Aquí no existe un menú en el sentido habitual. Los entrantes están en un frigorífico transparente, y los productos principales se exponen directamente ante los comensales en un mostrador: marisco, pescado, a veces ostras y un único entrecot de ternera de mármol. El comensal elige por sí mismo, y ahí mismo, en la cocina abierta, Arusa Gukasyan prepara lo elegido. La propietaria a la vez recibe a los huéspedes, conversa con ellos y está frente a los fogones; aquí los papeles no están separados.

Entre los entrantes, tiene especial popularidad la ensalada de verduras con varias variedades de tomate, queso casero y salsa. La base del enfoque es el marisco fresco de alta calidad, que se prepara justo en el momento del pedido. La carta de vinos la reunió un sumiller; hay tanto blancos como tintos para acompañar los platos de pescado y marisco. No se venden licores fuertes, pero se permite a los comensales traer sus propias bebidas.

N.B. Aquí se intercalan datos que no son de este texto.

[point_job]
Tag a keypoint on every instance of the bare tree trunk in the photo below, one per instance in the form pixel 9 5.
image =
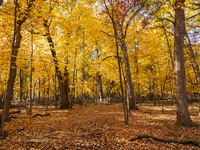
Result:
pixel 63 81
pixel 39 93
pixel 13 67
pixel 183 116
pixel 31 85
pixel 1 1
pixel 131 98
pixel 55 91
pixel 21 85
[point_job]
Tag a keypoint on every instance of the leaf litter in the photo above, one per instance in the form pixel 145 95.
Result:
pixel 98 127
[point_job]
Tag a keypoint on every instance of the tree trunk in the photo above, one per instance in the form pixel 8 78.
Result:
pixel 131 98
pixel 183 116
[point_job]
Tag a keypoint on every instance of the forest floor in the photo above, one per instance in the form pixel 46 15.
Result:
pixel 98 127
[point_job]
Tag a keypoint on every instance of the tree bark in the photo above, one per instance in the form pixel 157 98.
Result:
pixel 63 81
pixel 1 1
pixel 132 102
pixel 183 116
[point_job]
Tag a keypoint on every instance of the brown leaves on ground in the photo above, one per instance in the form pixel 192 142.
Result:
pixel 98 127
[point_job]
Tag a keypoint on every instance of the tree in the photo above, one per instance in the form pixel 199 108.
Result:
pixel 183 116
pixel 1 1
pixel 121 16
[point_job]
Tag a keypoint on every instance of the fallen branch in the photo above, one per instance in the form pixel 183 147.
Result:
pixel 196 143
pixel 14 112
pixel 40 115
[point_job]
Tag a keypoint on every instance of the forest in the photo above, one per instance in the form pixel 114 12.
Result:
pixel 106 74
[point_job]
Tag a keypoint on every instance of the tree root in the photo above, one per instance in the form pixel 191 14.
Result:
pixel 40 115
pixel 15 112
pixel 188 141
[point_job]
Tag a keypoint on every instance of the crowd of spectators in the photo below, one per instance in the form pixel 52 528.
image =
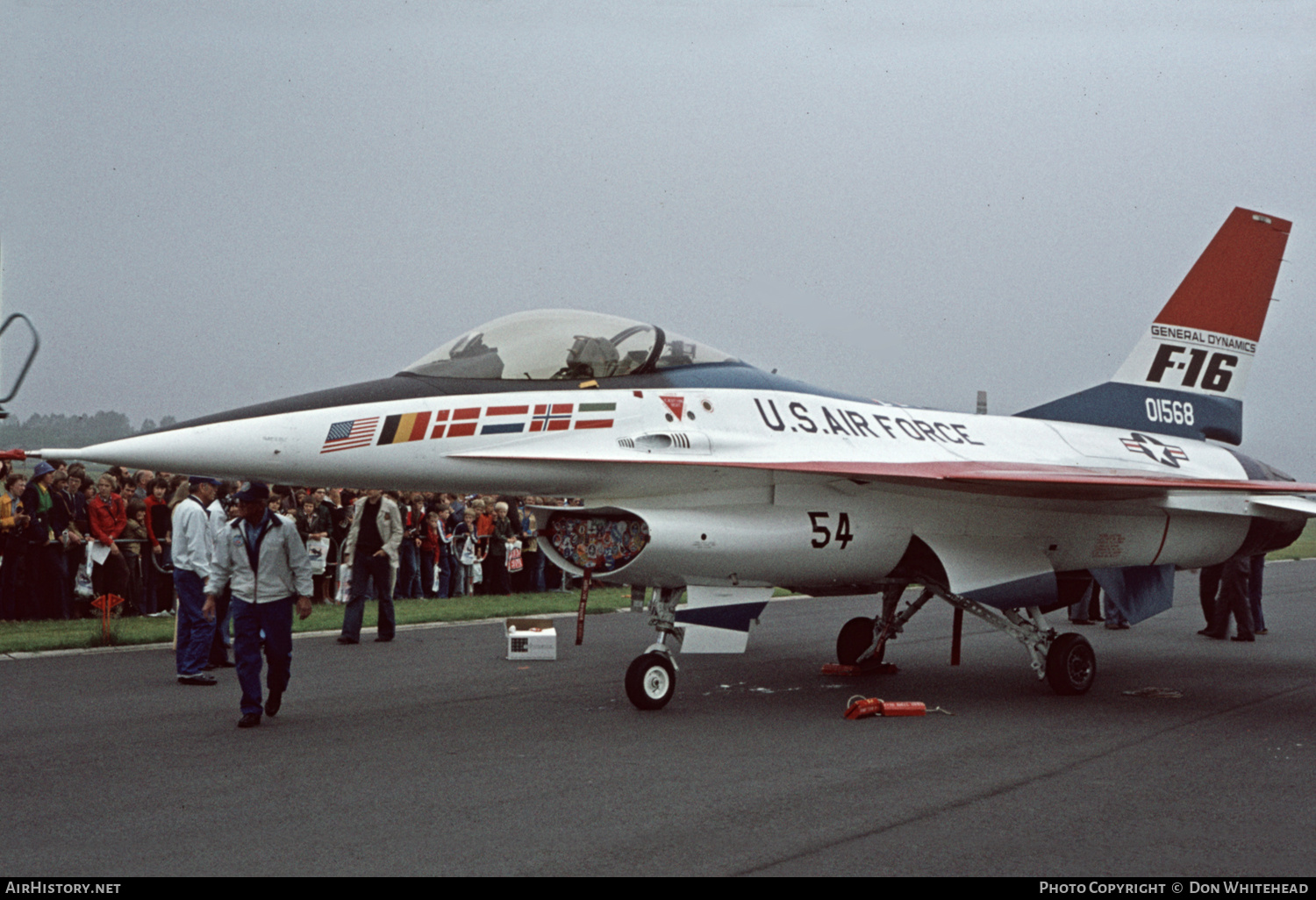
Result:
pixel 68 539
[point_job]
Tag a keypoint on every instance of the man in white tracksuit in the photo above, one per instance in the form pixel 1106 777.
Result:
pixel 261 558
pixel 194 546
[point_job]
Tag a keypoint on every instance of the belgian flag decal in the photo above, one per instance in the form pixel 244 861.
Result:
pixel 400 429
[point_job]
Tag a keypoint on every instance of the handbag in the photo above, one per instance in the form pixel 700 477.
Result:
pixel 82 583
pixel 318 552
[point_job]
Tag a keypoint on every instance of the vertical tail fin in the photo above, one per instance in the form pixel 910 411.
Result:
pixel 1187 373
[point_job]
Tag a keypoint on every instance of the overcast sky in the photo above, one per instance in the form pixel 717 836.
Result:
pixel 205 205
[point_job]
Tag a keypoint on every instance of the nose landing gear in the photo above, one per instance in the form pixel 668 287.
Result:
pixel 652 681
pixel 652 676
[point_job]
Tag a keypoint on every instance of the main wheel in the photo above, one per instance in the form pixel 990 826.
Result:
pixel 855 639
pixel 650 681
pixel 1070 665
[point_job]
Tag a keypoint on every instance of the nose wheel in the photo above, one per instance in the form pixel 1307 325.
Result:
pixel 1070 665
pixel 650 681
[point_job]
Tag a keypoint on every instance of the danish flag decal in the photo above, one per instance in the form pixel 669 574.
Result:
pixel 1137 442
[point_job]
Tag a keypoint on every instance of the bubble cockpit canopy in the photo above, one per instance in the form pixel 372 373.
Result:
pixel 563 345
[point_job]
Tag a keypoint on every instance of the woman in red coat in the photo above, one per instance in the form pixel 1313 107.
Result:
pixel 108 515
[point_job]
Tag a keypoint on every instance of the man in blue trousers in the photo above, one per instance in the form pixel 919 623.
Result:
pixel 261 558
pixel 194 546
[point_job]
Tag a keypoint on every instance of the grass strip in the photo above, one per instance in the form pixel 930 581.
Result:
pixel 1305 547
pixel 79 633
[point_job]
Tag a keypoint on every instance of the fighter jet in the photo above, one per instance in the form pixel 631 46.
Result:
pixel 713 482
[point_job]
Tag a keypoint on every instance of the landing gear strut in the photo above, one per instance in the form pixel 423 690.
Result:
pixel 1065 661
pixel 863 641
pixel 652 676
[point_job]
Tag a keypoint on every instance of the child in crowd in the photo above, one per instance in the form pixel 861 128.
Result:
pixel 463 555
pixel 136 531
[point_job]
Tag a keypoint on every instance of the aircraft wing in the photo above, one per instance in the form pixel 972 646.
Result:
pixel 995 478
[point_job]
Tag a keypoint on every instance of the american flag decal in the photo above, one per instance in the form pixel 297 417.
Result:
pixel 353 433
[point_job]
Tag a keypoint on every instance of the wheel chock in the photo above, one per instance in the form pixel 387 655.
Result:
pixel 868 668
pixel 862 707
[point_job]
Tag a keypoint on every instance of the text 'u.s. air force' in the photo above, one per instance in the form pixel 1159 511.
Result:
pixel 849 423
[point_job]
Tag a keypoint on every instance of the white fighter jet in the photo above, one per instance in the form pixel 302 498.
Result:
pixel 711 479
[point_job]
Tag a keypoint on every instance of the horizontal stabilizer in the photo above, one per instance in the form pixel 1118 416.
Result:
pixel 718 618
pixel 1139 592
pixel 1290 504
pixel 997 571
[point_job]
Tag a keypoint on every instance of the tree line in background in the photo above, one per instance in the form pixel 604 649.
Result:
pixel 60 431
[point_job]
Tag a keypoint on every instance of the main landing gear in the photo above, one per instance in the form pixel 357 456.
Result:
pixel 652 676
pixel 1065 661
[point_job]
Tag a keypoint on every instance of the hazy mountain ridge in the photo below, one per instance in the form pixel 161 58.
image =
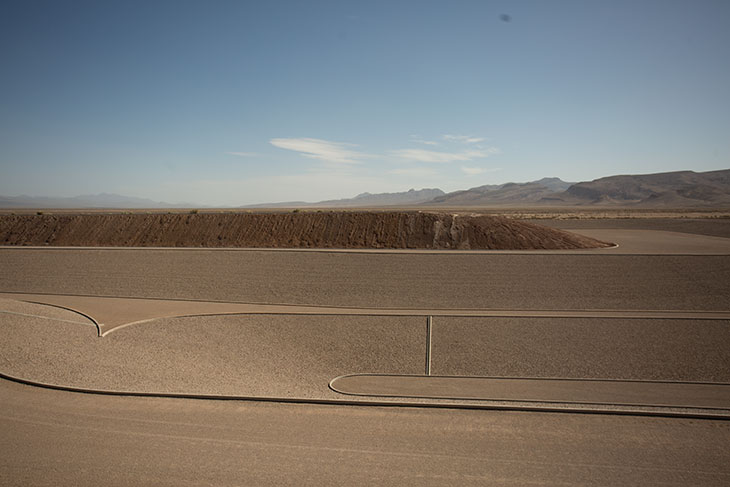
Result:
pixel 672 189
pixel 680 188
pixel 405 198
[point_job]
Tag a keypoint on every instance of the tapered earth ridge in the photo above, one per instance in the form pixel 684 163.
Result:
pixel 346 230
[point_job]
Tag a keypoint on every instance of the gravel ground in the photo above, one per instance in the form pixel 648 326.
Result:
pixel 503 281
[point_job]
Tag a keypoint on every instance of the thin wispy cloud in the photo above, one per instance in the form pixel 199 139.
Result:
pixel 323 150
pixel 422 155
pixel 421 140
pixel 466 139
pixel 243 154
pixel 414 171
pixel 473 171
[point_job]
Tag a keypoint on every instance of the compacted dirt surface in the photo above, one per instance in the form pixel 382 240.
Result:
pixel 387 230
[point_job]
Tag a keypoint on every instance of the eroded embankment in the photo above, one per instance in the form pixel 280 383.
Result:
pixel 394 230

Nuestros clientes misteriosos dieron un 9 sobre 10 a la cena, por la rara combinación de calidad del producto, la implicación personal de la dueña y una atmósfera difícil de repetir en un local grande.

Por las noches suena música en vivo en la sala, así que la cena se convierte fácilmente en una pequeña fiesta íntima. El formato es especialmente adecuado para grupos pequeños que valoran el silencio, la atención al detalle y la sensación de una velada privada. Las mesas aquí se agotan rápido, así que conviene reservar con antelación.